Выбрать главу

“Waarom?”

De Cock tikte op de gele map.

“Dit testament handelt alleen over zijn opvolging…zijn opvolging als leider van de BHG…Bond van Haters van Geweld. Over bezittingen, mogelijke erfgenamen en legaten wordt niets vermeld.”

Vledder trok een denkrimpel in zijn voorhoofd.

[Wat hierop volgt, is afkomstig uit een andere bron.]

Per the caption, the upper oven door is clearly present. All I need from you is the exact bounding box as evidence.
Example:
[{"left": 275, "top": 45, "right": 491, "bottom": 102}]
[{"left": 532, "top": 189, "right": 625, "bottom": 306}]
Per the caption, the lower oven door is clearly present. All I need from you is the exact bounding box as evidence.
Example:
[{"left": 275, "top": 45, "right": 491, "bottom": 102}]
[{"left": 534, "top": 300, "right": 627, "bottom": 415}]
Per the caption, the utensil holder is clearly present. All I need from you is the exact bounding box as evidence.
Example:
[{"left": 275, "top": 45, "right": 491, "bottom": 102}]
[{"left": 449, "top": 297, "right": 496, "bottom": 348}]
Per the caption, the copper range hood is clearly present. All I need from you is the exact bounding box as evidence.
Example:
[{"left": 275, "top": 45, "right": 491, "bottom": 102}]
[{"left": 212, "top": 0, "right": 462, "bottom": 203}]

“Alexander de Rijke,” concludeerde hij peinzend, “had dus werkelijk al in zijn opvolging als leider van zijn eigen stichting voorzien.”

“Dat blijkt.”

Vledder fronste zijn wenkbrauwen.

“Wanneer is het testament opgemaakt?”

“Nog geen maand geleden.”

“Verrassend.”

“Het lijkt er inderdaad veel op,” sprak De Cock somber, “dat Alexander de Rijke toen al heeft vermoed of beseft dat zijn einde nabij was.”

Vledder keek nieuwsgierig.

“Wie had hij als zijn opvolger aangewezen?”

De Cock glimlachte.

“We kennen hem…een kleine, gezette man met een hoekig gezicht en een spitse, wat weke kin.”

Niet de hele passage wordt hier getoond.